At this point, you should have the white layer on the bottom, and the yellow face should be in one of these four states –

# 4

If you have case 1 or case 2, execute the algorithm F, U, R, Ui, Ri, Fi in the position shown with white on the bottom face. For case 1 you have to execute the algorithm twice.

For case 3 execute the algorithm F, R, U, Ri, Ui, Fi in the position shown with white on the bottom face.

For case 4, move on to part 2.

### Part 2: get all the yellow on top

Now you can have one of these cases

# 3  :no corners4 :all corners

For cases 1 and 2 execute the algorithm R, U, Ri, U, R, U, U, Ri in the position shown with white on the bottom.

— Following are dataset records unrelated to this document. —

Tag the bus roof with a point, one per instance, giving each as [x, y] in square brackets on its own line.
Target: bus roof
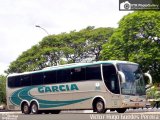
[73, 65]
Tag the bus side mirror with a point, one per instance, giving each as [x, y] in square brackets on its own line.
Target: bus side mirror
[150, 80]
[122, 77]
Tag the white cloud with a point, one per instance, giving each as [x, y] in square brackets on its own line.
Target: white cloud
[19, 17]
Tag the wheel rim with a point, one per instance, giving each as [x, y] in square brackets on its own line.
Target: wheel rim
[34, 108]
[99, 106]
[25, 108]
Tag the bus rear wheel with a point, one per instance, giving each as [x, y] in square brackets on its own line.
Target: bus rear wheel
[26, 108]
[99, 106]
[34, 108]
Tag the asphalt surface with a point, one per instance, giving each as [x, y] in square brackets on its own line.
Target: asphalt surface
[139, 114]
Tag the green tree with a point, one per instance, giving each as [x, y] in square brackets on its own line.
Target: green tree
[62, 48]
[137, 39]
[2, 89]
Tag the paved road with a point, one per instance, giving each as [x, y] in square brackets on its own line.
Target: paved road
[145, 114]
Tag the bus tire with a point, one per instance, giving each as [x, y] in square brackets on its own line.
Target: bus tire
[121, 110]
[99, 106]
[34, 108]
[25, 108]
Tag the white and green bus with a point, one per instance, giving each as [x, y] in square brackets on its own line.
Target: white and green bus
[97, 86]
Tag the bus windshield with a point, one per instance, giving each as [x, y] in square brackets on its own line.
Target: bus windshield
[134, 82]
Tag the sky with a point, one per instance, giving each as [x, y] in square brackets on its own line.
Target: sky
[19, 17]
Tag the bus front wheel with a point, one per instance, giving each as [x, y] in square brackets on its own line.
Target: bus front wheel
[25, 108]
[99, 106]
[34, 108]
[121, 110]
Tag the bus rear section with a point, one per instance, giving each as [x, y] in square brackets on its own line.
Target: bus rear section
[98, 86]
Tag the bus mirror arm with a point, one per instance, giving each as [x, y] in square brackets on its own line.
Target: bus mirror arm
[150, 80]
[122, 77]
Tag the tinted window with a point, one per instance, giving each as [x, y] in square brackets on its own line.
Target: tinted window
[25, 80]
[110, 78]
[50, 77]
[93, 72]
[78, 74]
[14, 81]
[63, 75]
[37, 79]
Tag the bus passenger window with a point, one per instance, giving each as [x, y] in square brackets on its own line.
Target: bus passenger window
[111, 78]
[37, 79]
[93, 72]
[78, 74]
[25, 80]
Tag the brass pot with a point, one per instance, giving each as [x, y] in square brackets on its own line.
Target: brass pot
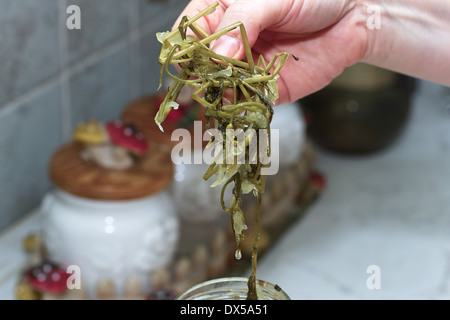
[364, 110]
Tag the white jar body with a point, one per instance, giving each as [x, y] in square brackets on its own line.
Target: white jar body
[114, 240]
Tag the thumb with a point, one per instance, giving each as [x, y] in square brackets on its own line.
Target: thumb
[255, 15]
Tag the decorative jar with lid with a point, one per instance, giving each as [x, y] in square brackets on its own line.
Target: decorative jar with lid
[116, 225]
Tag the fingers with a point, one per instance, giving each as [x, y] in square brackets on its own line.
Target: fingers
[256, 15]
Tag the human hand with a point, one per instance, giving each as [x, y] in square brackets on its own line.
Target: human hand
[326, 35]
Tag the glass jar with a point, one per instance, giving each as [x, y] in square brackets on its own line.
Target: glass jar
[232, 288]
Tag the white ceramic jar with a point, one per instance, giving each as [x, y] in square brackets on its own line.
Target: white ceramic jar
[115, 240]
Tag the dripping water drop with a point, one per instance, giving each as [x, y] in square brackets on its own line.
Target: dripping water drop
[238, 254]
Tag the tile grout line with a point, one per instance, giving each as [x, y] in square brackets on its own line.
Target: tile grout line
[134, 46]
[66, 107]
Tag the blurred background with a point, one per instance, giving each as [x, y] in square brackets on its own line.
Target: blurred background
[382, 142]
[53, 78]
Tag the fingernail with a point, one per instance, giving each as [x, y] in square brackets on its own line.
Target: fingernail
[226, 46]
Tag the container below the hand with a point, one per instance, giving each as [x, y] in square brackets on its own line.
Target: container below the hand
[232, 288]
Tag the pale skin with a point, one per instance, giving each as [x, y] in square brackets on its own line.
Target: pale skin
[330, 35]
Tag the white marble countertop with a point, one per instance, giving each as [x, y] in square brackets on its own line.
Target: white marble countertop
[390, 210]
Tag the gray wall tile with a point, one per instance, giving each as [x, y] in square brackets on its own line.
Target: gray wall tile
[101, 91]
[28, 45]
[30, 133]
[102, 21]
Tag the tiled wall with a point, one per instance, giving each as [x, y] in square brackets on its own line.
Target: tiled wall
[52, 78]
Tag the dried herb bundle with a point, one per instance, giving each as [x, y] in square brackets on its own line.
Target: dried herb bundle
[249, 109]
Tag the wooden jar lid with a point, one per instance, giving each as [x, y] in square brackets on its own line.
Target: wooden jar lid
[68, 171]
[141, 112]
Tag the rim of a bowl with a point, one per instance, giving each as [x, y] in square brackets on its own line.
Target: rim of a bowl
[214, 281]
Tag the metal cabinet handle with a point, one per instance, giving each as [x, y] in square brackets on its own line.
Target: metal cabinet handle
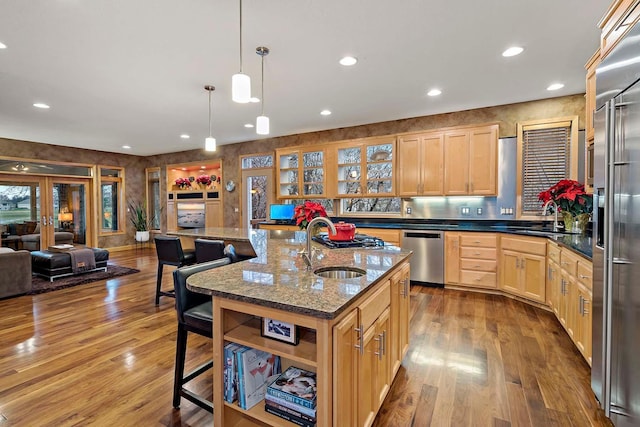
[379, 352]
[360, 346]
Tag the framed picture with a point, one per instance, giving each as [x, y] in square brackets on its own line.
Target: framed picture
[281, 331]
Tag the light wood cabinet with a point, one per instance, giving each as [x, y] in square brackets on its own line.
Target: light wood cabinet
[363, 168]
[618, 20]
[400, 297]
[301, 172]
[470, 259]
[470, 162]
[452, 257]
[420, 164]
[522, 267]
[369, 344]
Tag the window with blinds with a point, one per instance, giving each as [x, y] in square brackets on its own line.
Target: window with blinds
[547, 153]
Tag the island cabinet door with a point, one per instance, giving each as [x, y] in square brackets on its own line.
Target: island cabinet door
[345, 370]
[367, 390]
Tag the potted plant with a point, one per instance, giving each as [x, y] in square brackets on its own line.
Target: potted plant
[140, 220]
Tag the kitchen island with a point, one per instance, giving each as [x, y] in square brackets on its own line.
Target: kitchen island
[352, 332]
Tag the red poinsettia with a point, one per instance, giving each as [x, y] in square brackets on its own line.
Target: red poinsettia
[305, 212]
[569, 196]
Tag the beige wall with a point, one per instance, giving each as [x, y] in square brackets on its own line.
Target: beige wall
[506, 115]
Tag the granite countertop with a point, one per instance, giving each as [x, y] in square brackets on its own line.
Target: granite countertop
[277, 277]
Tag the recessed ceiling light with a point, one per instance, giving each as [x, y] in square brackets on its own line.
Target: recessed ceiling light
[348, 61]
[512, 51]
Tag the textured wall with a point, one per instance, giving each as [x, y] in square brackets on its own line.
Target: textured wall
[506, 115]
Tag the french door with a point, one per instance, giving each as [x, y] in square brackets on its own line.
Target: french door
[45, 205]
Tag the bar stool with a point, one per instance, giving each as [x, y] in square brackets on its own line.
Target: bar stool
[194, 315]
[169, 250]
[209, 250]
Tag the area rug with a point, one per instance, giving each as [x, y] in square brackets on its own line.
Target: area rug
[40, 285]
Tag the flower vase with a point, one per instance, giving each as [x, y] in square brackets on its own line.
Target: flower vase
[568, 220]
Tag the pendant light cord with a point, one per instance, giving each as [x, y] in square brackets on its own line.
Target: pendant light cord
[240, 36]
[209, 114]
[262, 87]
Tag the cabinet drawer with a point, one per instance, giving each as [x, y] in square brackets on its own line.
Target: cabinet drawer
[478, 278]
[568, 262]
[374, 305]
[478, 253]
[478, 240]
[585, 274]
[553, 252]
[478, 264]
[529, 245]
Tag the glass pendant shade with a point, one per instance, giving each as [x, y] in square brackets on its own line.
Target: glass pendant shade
[262, 125]
[210, 144]
[241, 88]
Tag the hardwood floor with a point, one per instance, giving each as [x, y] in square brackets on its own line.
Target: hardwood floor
[102, 354]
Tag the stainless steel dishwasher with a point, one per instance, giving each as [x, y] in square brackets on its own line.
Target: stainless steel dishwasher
[427, 262]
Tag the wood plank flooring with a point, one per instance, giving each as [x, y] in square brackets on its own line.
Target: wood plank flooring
[102, 354]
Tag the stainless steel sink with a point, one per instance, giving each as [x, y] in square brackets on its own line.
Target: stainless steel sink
[339, 272]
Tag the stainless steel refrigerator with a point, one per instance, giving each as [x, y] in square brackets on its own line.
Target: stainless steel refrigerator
[615, 375]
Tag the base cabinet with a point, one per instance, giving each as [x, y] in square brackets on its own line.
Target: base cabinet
[522, 267]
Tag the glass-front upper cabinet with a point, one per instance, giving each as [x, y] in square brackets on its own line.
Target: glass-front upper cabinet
[365, 167]
[301, 173]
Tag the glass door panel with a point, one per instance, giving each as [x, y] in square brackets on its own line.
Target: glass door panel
[257, 196]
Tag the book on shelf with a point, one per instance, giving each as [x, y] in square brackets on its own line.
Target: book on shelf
[294, 412]
[274, 401]
[230, 372]
[255, 368]
[295, 385]
[288, 417]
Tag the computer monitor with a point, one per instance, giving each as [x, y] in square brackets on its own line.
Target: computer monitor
[281, 213]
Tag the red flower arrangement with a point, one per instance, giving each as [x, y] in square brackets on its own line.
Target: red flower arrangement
[305, 212]
[203, 179]
[183, 183]
[569, 196]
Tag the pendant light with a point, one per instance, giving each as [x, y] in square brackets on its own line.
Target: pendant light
[210, 142]
[262, 122]
[240, 82]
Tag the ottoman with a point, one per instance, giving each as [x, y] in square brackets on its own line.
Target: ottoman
[53, 265]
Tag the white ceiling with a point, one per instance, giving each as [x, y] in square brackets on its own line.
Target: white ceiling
[131, 72]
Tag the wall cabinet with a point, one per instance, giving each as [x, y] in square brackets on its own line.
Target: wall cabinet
[522, 267]
[470, 162]
[470, 259]
[421, 168]
[301, 173]
[364, 167]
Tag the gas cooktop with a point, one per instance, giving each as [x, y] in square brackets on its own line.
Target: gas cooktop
[359, 241]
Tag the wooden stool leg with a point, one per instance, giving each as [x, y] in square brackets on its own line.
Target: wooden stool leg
[159, 282]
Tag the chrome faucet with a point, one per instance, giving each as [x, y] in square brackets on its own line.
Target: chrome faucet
[556, 226]
[307, 255]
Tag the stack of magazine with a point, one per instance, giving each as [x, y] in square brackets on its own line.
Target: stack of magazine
[292, 396]
[246, 374]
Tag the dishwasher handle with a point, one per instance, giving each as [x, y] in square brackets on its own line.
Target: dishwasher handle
[419, 235]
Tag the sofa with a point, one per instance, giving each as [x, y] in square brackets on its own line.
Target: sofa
[31, 242]
[15, 276]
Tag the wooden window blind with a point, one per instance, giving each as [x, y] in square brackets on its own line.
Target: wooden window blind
[546, 155]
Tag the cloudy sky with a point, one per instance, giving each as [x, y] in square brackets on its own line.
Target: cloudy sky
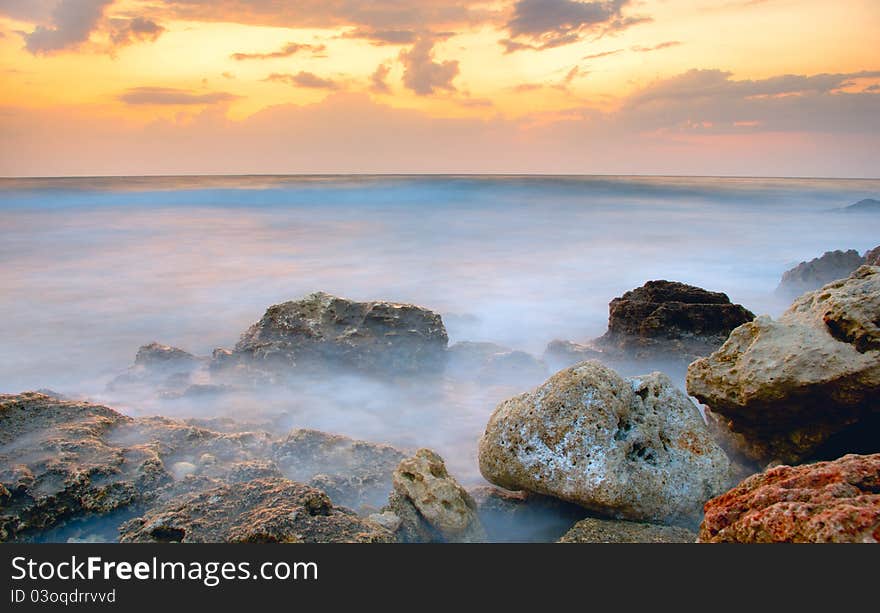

For case 3 execute the algorithm mentioned above with red on the front face, yellow on the top face, and white on the bottom face.

For case 4, move on to step 5.

## Step 5: permute the yellow layer

Now, you can either have the yellow layer solved, or it can be unsolved. If it is solved, turn the yellow layer until the whole cube is solved. If it is not solved, then you need to permute the last layer, or put all the pieces in their designated spot.

### Part one: permute the corners

For this part, look at the corners of the last layer. You can have one of three cases.

For case 1, hold the solved corners in the back and yellow on the top and execute the algorithm Ri, F, Ri, B, B, R, Fi, Ri, B, B, R, R, Ui.

For case 2, hold it with yellow on the top and do the algorithm above twice.

For case 3, move on to part two.

### Part 2: permute the edges

Now you can have one of two cases –

For case 1, execute the algorithm F, F, U, Ri, L, F, F,  Li, R, Ui, F, F to get case 2.

If you have case 2, there two possibilities you can have.

If you have case 1, execute the algorithm F, F, U, Ri, L, F, F,  Li, R, Ui, F, F with the solved edge in the back and yellow on top.

If you have case 2, execute the algorithm F, F, Ui, Ri, L, F, F,  Li, R, U, F, F with the solved edge in the back and yellow on top.

If your cube is not solved then turn the top layer until the cube is solved.

If you followed my instructions correctly, CONGRATULATIONS!!!